Fox Stephen
VTT Technical Research Centre of Finland, VTT, FI-02044 Espoo, Finland.
Entropy (Basel). 2021 Feb 5;23(2):198. doi: 10.3390/e23020198.
Active inference is a physics of life process theory of perception, action and learning that is applicable to natural and artificial agents. In this paper, active inference theory is related to different types of practice in social organization. Here, the term social organization is used to clarify that this paper does not encompass organization in biological systems. Rather, the paper addresses active inference in social organization that utilizes industrial engineering, quality management, and artificial intelligence alongside human intelligence. Social organization referred to in this paper can be in private companies, public institutions, other for-profit or not-for-profit organizations, and any combination of them. The relevance of active inference theory is explained in terms of variational free energy, prediction errors, generative models, and Markov blankets. Active inference theory is most relevant to the social organization of work that is highly repetitive. By contrast, there are more challenges involved in applying active inference theory for social organization of less repetitive endeavors such as one-of-a-kind projects. These challenges need to be addressed in order for active inference to provide a unifying framework for different types of social organization employing human and artificial intelligence.

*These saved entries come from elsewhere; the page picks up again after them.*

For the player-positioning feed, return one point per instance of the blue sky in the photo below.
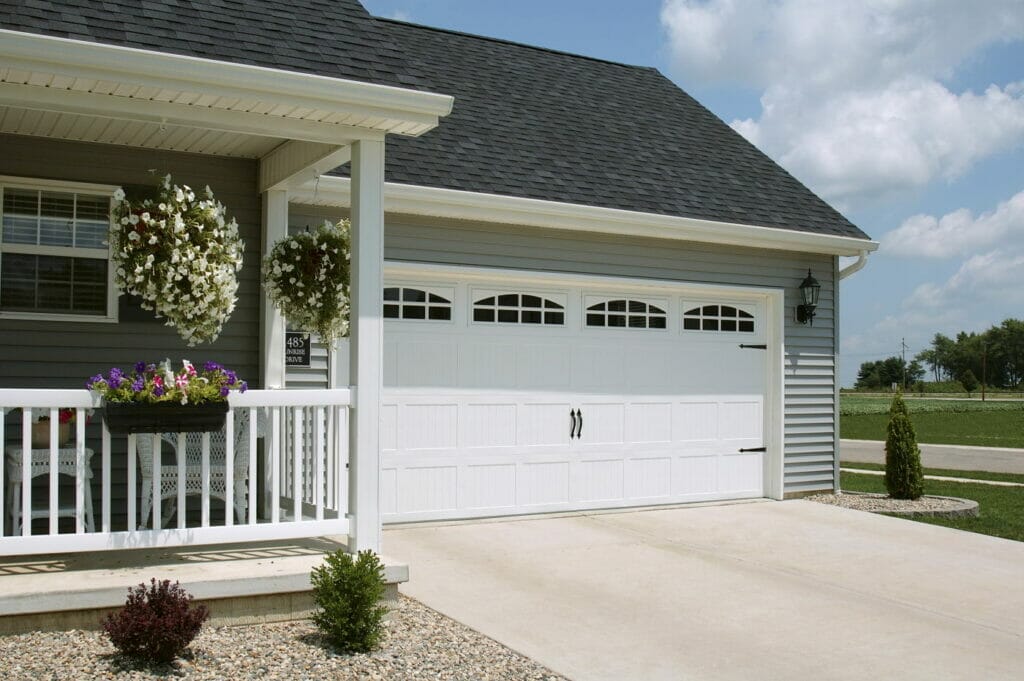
(907, 116)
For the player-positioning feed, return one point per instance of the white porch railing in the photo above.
(278, 470)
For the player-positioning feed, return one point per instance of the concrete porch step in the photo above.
(240, 583)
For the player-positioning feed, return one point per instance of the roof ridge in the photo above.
(513, 43)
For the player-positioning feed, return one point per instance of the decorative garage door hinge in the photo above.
(576, 423)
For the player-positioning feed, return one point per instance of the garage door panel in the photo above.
(543, 367)
(427, 427)
(602, 423)
(598, 480)
(476, 417)
(543, 483)
(545, 424)
(427, 488)
(486, 364)
(648, 479)
(694, 474)
(488, 425)
(487, 486)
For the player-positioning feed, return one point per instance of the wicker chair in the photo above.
(194, 468)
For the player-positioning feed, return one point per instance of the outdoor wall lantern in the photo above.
(809, 290)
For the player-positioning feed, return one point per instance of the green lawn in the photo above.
(1001, 509)
(937, 421)
(945, 472)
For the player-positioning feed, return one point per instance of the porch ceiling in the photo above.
(86, 91)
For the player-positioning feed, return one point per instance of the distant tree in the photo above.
(904, 479)
(969, 381)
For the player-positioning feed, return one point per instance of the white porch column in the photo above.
(367, 341)
(272, 327)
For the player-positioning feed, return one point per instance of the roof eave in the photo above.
(391, 110)
(332, 190)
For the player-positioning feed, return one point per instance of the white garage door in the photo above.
(509, 396)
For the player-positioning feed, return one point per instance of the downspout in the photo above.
(843, 273)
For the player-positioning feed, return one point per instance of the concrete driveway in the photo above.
(956, 457)
(764, 590)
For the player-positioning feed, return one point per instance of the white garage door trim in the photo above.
(769, 300)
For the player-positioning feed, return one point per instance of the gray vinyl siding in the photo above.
(809, 370)
(64, 354)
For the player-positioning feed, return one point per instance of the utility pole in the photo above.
(903, 348)
(984, 356)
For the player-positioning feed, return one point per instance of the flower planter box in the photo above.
(164, 417)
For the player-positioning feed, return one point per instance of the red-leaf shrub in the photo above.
(156, 624)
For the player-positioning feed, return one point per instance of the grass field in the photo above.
(1000, 509)
(937, 421)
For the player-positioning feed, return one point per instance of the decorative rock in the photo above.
(420, 644)
(927, 506)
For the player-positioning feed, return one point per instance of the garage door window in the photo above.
(625, 313)
(413, 303)
(518, 308)
(718, 317)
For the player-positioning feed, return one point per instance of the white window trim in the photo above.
(64, 251)
(445, 292)
(597, 298)
(557, 297)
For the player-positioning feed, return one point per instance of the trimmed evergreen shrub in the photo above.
(904, 478)
(347, 594)
(156, 624)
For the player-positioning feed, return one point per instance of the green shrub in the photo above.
(156, 624)
(904, 478)
(347, 595)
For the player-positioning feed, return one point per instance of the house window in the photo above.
(53, 254)
(718, 317)
(625, 313)
(518, 308)
(411, 303)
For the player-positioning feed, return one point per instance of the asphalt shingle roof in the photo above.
(542, 124)
(527, 122)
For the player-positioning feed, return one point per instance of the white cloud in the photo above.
(851, 100)
(958, 232)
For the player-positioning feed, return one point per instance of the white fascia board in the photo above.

主动推理是一种适用于自然和人工主体的关于感知、行动和学习的生命过程物理学理论。在本文中,主动推理理论与社会组织中的不同类型实践相关。这里,使用“社会组织”一词是为了明确本文不涵盖生物系统中的组织。相反,本文探讨的是社会组织中的主动推理,它将工业工程、质量管理以及人工智能与人类智能结合起来运用。本文所提及的社会组织可以存在于私营公司、公共机构、其他营利性或非营利性组织,以及它们的任何组合之中。主动推理理论的相关性是根据变分自由能、预测误差、生成模型和马尔可夫毯来解释的。主动推理理论与高度重复性的工作社会组织最为相关。相比之下,将主动推理理论应用于重复性较低的工作社会组织(如一次性项目)则涉及更多挑战。为了使主动推理为采用人类和人工智能的不同类型社会组织提供一个统一框架,需要应对这些挑战。